DD: Vamos desenvolver ferramentas comerciais para podermos estar mais ativos nesses mercados, nomeadamente, toda a nossa comunicação em inglês e fazer uma aposta de comunicação comercial de promoção de marca no digital em alguns mercados. Numa lógica de startup: experimentar e ver resposta. Os mercados que já experimentamos são interessantes para nós. Na Suíça já fizemos três projetos, entendemos que há ali mercado para nós, empresas que trabalham com valores médios superiores ao nosso e são mais cumpridores e com timings mais razoáveis.

O que é que a venda de serviços internacional poderá vir a representar?

DD: 30% da faturação a cinco anos seria bom.

Há pouco diziam que não tinham tido um ano de prejuízos, como tem evoluído as receitas?

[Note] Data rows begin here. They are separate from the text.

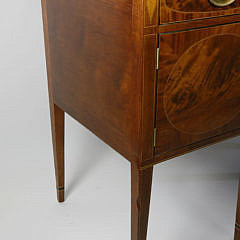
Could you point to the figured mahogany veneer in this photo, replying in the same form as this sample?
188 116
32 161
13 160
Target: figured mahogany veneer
154 79
175 10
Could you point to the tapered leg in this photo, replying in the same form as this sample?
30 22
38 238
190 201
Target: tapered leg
57 120
237 226
141 194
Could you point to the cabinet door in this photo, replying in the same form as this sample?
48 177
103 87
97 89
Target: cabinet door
175 10
198 98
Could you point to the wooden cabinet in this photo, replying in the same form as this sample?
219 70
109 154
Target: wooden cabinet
175 10
154 79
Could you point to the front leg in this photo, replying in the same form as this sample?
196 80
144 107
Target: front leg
141 193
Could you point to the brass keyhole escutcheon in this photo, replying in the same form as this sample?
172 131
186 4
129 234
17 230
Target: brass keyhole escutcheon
221 3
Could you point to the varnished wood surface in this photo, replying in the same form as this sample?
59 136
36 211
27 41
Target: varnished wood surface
175 11
237 226
57 118
101 58
172 49
151 16
181 150
141 194
203 89
191 24
96 61
149 88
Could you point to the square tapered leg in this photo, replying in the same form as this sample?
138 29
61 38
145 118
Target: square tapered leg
141 194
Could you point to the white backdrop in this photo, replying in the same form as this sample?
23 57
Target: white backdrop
193 197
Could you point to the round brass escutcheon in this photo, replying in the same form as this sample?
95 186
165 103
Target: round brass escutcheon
221 3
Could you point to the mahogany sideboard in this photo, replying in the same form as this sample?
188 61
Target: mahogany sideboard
154 79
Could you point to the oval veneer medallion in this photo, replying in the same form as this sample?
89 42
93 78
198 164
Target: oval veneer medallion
203 88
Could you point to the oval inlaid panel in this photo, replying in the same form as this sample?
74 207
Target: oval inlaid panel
203 88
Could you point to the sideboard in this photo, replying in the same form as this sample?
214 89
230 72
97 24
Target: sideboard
154 79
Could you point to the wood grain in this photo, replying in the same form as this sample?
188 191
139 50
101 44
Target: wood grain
151 12
57 116
96 59
175 11
149 88
141 194
237 226
172 48
202 91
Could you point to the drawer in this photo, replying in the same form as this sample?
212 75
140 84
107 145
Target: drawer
198 93
175 10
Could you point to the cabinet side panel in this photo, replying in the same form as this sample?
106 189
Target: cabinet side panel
96 68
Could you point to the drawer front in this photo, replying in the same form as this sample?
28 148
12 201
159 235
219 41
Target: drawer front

DD: O nosso crescimento tem sido lento, mas foi sustentado, não tivemos nenhuma alavancagem financeira, fomos sempre crescendo em clientes e equipa. O grande salto foi em 2015-16, quase que duplicámos. Ganhámos quase todos os clientes em concurso.

NPC: … e temos uma taxa de sucesso anormal: em 2018 tínhamos taxa acima de 60%, quando o normal é 33 ou 35%.

DD: O facto de fazermos um trabalho sério e com reconhecimento no digital também nos alavancou e trouxe mais clientes. O ano passado fechamos com 3,8 milhões, um crescimento de 20% face a 2017. Este ano estamos a prever ficar um pouco abaixo, acima dos 10%. Tem a ver com alguns riscos que existem.

O Minipreço é um desses riscos? O DIA está a passar por uma fase problemática.

DD: É um cliente muito importante, que temos desde 2012. Não prevemos que os riscos do Dia venham a ter impacto este ano em Portugal ou na Nossa. Continua a ser um bom crescimento, tem mais a ver com a consolidação do negócio e estrutura.